A Woman’s Right to Her Own Name: Challenging Gender Bias in India

Preeti Bali / 9:33 am / March 6, 2024

The fight for true equality for women requires dismantling all structures that perpetuate hierarchy, marginalization, and a male-dominated system. This includes the right to define one’s own identity. Ms. Divya Modi Tongya exemplifies this struggle, petitioning the Delhi High Court to reclaim her maiden name after her divorce.

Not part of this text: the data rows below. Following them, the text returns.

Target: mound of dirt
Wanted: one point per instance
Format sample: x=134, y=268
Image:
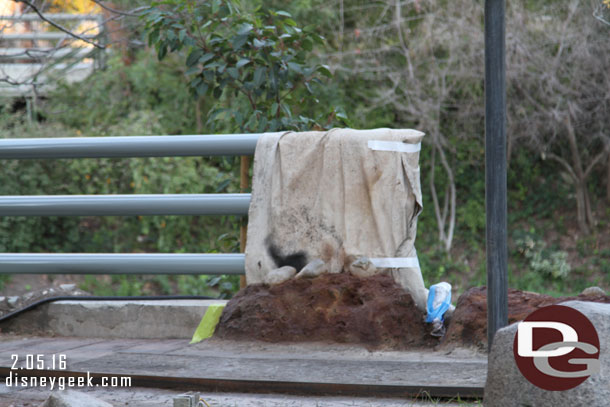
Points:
x=375, y=312
x=468, y=327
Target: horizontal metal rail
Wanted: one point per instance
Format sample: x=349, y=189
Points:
x=43, y=36
x=124, y=205
x=134, y=146
x=105, y=263
x=50, y=16
x=43, y=53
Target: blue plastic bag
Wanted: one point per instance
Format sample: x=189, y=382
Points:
x=439, y=301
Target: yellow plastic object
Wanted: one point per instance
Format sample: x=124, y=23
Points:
x=208, y=323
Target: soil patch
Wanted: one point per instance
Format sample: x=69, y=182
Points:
x=373, y=311
x=468, y=327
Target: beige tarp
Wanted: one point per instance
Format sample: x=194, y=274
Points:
x=335, y=194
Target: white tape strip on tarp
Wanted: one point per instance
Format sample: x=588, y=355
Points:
x=397, y=146
x=395, y=262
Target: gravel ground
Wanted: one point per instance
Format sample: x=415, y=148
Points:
x=143, y=397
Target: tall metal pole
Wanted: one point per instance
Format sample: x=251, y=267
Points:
x=495, y=168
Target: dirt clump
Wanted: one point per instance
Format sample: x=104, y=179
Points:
x=468, y=327
x=373, y=311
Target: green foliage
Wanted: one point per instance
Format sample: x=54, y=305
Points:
x=541, y=260
x=111, y=100
x=252, y=63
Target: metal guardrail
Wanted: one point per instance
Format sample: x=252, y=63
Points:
x=118, y=205
x=32, y=57
x=102, y=205
x=106, y=263
x=134, y=146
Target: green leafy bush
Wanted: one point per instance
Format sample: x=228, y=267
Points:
x=540, y=259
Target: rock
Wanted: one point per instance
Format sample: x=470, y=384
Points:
x=506, y=386
x=338, y=307
x=280, y=275
x=71, y=398
x=362, y=267
x=468, y=326
x=313, y=269
x=592, y=292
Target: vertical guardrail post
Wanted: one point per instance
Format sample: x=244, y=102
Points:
x=244, y=178
x=495, y=168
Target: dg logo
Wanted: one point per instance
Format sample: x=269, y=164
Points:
x=556, y=348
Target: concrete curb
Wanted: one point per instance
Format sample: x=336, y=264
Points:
x=128, y=319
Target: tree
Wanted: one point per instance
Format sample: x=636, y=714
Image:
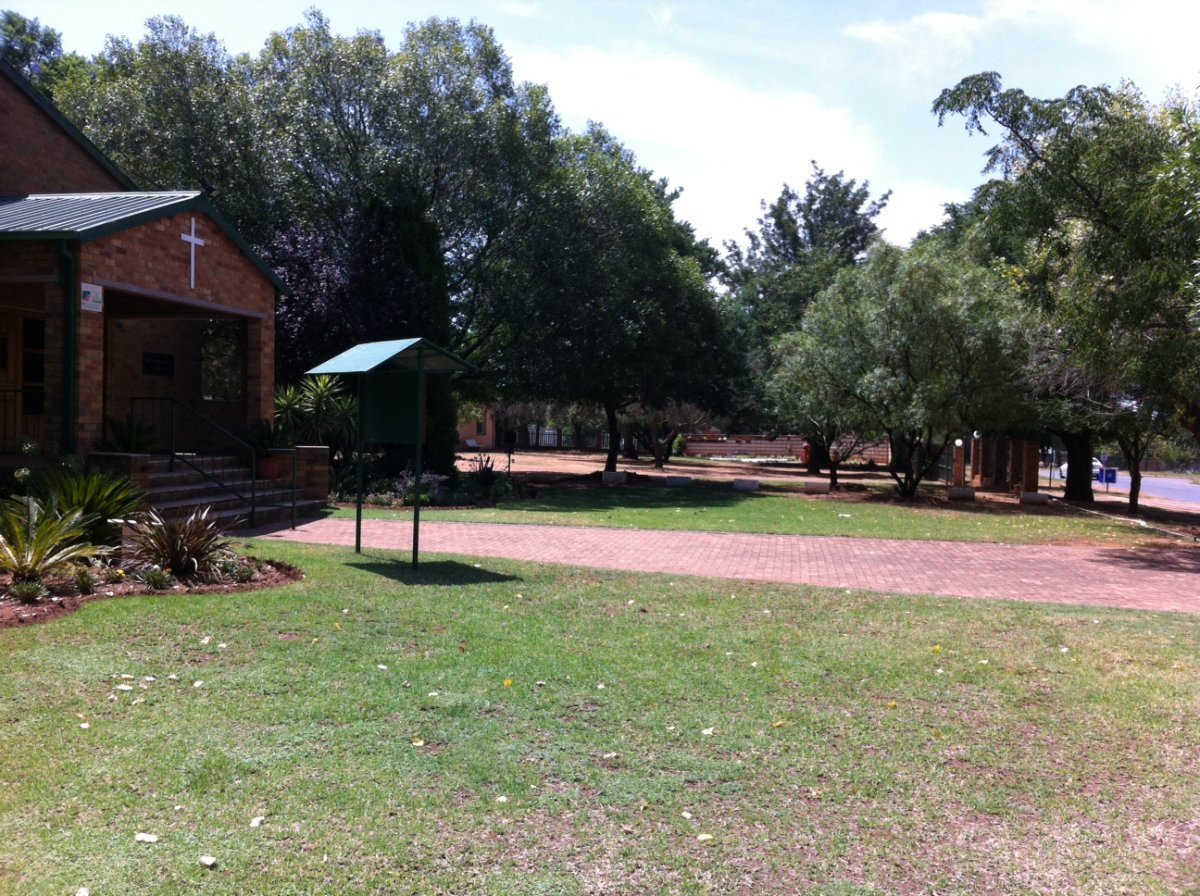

Govt notification on the verge of line?

A government notification currently creates an unnecessary hurdle. Married women seeking to revert to their maiden names post-divorce must provide divorce papers or an approval document from their ex-husbands. Ms. Modi Tongya argues this notification is inherently biased against women. It infringes on their fundamental right (Articles 14, 19, and 21 of the Indian Constitution) to choose their own name, specifically a change of surname. The requirement for an approval document, regardless of marital status, reflects a deep-rooted prejudice that seeks to control a woman’s personal choices. Ms. Modi Tongya, and all women, should have the freedom to choose a surname they identify with, without a fight.

Creating an environment free from gender bias

Women who deviate from societal norms often face harassment. Choosing to retain their maiden names after marriage can lead to intrusive questions and excessive paperwork when opening bank accounts, enrolling children in schools, or applying for passports. In a society already grappling with caste-based discrimination, adding another layer of bias based on marital status only creates a more unequal environment. We need to strive for spaces free from gender bias, where difference is respected, and humiliation is banished.

India, despite its vast population, continues to grapple with stark gender disparities across political and social spheres. Women shoulder a significant burden of unpaid domestic labor and are often pushed out of the workforce. Decisions about a woman’s capabilities and limitations are often dictated by men in the family, with some women even accepting these injustices as tradition.

The United Nations has declared achieving gender equality and empowering women and girls the most pressing human rights challenge globally. Empty platitudes about equality are meaningless without concrete legislative changes and a robust social support system. True progress requires dismantling these barriers and creating a world where women are empowered to define their own identities and reach their full potential.